Thursday, January 26, 2012

The Pigeon That Laughed At Hemingway




Kilimanjaro is a snow covered mountain 19,710 feet high, and is said to be the highest mountain in Africa. Its western summit is called the Masai “Ngaje Ngai,” the House of God. Close to the western summit there is the dried and frozen carcass of a pigeon. No one has explained what the pigeon was seeking at that altitude.



That of course is not the epigraph
Hemingway wrote for
The Snows of Kilimanjaro.”
In Hemingway’s version, it is the carcass of a leopard.



A pigeon isn’t a carnivore,
it doesn’t run fast and kill gazelles.

A pigeon isn’t solitary,
it doesn’t sit on a branch at night
watching the savannah, eyes glowing
in light from the Moon or just the stars.

A pigeon isn’t a distant thing,
it doesn’t live here only in zoos
where a synthetic environment
pretends to be someplace far away.

A pigeon isn’t literary,
it doesn’t flesh-out a metaphor
of a dying writer bickering
with Helen, a woman photographed
by Town and Country though they never
featured her breasts in their photo-spreads.
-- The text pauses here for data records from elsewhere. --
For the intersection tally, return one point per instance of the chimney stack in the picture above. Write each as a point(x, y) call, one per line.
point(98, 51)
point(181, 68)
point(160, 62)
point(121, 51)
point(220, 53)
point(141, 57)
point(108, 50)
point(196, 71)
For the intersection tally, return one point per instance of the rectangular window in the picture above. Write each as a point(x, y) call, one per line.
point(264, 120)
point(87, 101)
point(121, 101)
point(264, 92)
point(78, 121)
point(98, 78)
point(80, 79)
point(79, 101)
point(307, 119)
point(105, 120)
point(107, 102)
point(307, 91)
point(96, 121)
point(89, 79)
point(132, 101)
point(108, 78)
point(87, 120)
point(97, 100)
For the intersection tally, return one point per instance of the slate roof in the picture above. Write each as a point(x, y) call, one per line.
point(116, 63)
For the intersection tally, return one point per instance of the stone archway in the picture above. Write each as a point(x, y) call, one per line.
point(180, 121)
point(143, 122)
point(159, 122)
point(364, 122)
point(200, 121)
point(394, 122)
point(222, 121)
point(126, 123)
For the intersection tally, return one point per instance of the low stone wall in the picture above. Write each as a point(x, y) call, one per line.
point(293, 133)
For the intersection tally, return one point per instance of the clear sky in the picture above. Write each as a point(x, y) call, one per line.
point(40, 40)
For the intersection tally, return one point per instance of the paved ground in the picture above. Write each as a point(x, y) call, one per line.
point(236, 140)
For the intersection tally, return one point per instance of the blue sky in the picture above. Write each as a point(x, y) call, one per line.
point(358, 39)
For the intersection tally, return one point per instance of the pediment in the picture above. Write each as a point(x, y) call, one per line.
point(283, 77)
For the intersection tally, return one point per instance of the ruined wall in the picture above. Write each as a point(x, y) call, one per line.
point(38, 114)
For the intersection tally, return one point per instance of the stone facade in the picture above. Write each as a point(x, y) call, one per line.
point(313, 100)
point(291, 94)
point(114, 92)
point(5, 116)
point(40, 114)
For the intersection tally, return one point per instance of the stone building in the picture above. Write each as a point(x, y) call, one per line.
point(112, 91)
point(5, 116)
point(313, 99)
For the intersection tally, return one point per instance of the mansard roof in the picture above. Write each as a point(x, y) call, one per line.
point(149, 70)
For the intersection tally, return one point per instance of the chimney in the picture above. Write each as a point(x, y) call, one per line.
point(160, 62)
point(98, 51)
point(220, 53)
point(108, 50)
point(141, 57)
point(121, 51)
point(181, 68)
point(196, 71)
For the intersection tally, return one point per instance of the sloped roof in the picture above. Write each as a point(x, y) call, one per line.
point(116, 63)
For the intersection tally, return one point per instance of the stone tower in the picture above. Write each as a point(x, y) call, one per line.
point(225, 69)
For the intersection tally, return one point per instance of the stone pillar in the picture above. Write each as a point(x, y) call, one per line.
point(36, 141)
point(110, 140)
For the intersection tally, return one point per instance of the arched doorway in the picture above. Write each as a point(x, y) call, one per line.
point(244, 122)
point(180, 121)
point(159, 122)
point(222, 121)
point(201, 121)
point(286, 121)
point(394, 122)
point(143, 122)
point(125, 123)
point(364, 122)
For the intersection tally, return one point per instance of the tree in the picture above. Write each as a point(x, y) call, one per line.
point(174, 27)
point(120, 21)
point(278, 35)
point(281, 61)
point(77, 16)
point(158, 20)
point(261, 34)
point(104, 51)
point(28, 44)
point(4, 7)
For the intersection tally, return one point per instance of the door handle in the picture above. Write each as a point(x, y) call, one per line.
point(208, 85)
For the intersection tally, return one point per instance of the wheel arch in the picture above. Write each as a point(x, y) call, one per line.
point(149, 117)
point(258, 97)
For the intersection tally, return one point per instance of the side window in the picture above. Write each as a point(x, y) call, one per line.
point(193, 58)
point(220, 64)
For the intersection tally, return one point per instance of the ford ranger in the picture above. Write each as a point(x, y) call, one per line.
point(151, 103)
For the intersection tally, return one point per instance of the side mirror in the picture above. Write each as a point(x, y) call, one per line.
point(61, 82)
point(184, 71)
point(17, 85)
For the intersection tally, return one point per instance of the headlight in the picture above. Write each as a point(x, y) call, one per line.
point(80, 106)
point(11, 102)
A pigeon isn’t love found and lost,
it doesn’t embrace, swoon, kiss or slap,
it isn’t decorated, fake, rich,
tough, martyred, sexy, drunk, impotent,
nostalgic, cynical or remote,
and pigeons usually don’t sit
in front of a typewriter bleeding
or typing or not typing at all.

A pigeon isn’t skillful with words,
it doesn’t craft thoughts into phrases
people repeat over drinks in bars,
but sometimes when a pigeon makes sounds
its coo-cooing vocalizations
could be mistaken for soft laughter.

A pigeon isn’t a carnivore,
it doesn’t run fast and kill gazelles,
but sometimes it sounds like it’s laughing
so Hemingway went with a leopard.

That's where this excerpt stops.